Knee range of motion (KROM) is associated with the ability to perform daily activities in people with knee OA. However, this association is weak, possibly through the use of linear analyses. Curvilinear associations appear much more relevant, as these allow the determination of relevant clinical thresholds in KROM. The goal of this study is to assess the curvilinear association between KROM and daily activities (self-reported and observed) in people with knee osteoarthritis (OA).

Methods

Demographic, functional and KROM (flexion and extension) data were collected from a convenience sample of people with knee OA awaiting total knee arthroplasty.
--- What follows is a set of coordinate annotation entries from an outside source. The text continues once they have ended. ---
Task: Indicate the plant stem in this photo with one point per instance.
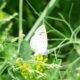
(20, 23)
(46, 11)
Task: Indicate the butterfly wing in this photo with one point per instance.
(39, 41)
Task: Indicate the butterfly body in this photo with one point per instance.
(39, 41)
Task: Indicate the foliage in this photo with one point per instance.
(18, 21)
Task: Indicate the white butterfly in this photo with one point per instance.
(39, 41)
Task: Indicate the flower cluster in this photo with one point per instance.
(34, 70)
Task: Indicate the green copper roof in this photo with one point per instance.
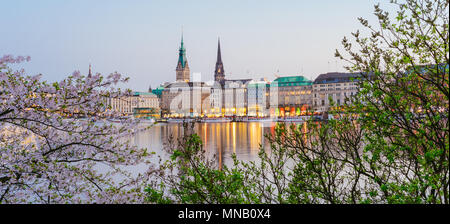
(291, 81)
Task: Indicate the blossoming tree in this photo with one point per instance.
(56, 143)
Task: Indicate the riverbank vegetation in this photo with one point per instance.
(395, 150)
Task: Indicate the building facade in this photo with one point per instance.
(333, 86)
(293, 95)
(258, 98)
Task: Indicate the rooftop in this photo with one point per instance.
(291, 81)
(334, 77)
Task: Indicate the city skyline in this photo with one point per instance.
(141, 40)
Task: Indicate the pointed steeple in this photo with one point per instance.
(219, 55)
(90, 70)
(219, 73)
(183, 73)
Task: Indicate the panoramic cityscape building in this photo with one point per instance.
(286, 96)
(333, 86)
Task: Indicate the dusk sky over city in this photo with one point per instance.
(140, 39)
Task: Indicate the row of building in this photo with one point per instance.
(283, 97)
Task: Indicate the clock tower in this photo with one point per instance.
(219, 73)
(183, 72)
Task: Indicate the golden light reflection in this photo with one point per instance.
(234, 136)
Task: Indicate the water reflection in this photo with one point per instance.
(221, 139)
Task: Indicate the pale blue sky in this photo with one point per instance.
(140, 39)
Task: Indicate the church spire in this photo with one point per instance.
(90, 70)
(183, 73)
(219, 73)
(219, 55)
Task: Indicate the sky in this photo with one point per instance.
(140, 39)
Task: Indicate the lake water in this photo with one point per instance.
(222, 139)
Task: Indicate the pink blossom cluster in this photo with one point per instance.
(53, 136)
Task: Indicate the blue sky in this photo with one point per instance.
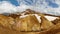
(14, 2)
(44, 6)
(50, 3)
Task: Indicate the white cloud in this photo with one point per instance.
(7, 7)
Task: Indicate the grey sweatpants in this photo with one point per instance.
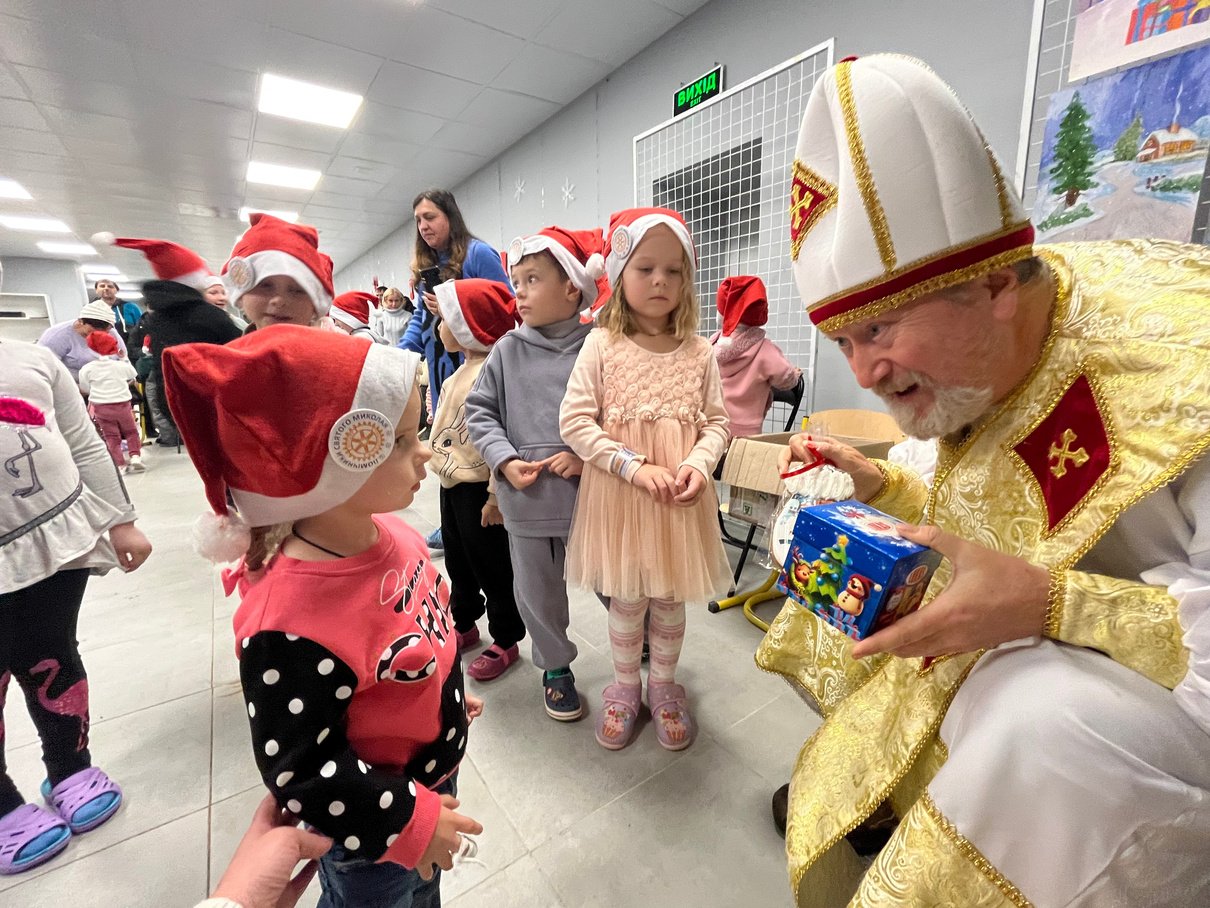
(541, 596)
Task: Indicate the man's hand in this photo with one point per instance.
(564, 464)
(259, 873)
(473, 708)
(658, 482)
(490, 515)
(810, 448)
(992, 598)
(520, 473)
(690, 484)
(131, 545)
(447, 838)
Self-reported functioning was measured by use of the Knee Osteoarthritis Outcomes Scale and observed functioning with the timed up and go and six-minute walk test. The presence of curvilinear relationships between KROM and measures of functioning were tested by generalized additive modeling, piecewise regression modeling and receiver operated curves.

Results

Data from 110 participants (mean age ± standard deviation: 65 ± 9 and female: 54%) with knee OA were evaluated. Statistical modeling did not reveal linear nor curvilinear associations between KROM and self-reported or observed measures of functioning; except for statistical significant associations between reduced knee flexion and major difficulties standing (p<=0.01). However, further modeling did not provide convincing evidence for relevant clinical associations and thresholds.

Conclusions

No clinically relevant relationship between KROM and self-reported or observed measures of physical functioning could be established, indicating that the limitations in range of motion in the affected knee OA alone do not contribute to poorer functional performance.

Introduction

Functional disability is a typical characteristic in people with knee osteoarthritis (OA) [1]. Over the years, numerous factors have been proposed as possible explanations for the level of functional disability in people with knee OA [2,3]. Among these factors is reduced knee joint range of motion (KROM) [4,5]. However, the association between KROM and functional disability is only weak to moderate [46]. We hypothesize that this weak association is a result of using traditional correlational analyses, which test the strength of linear associations between KROM and functional disability [7]. Such a linear relationship would suggest that any improvement in KROM will lead to some improvement in function [8], this seems unlikely. Perhaps a model studying KROM and functional disability could be improved by introducing curvilinear-terms [8]. This information could assist clinicians by providing evidence on the minimum level of KROM above which an increase in KROM does not translate into clinically important improvement in function (i.e. the identification of clinically relevant thresholds).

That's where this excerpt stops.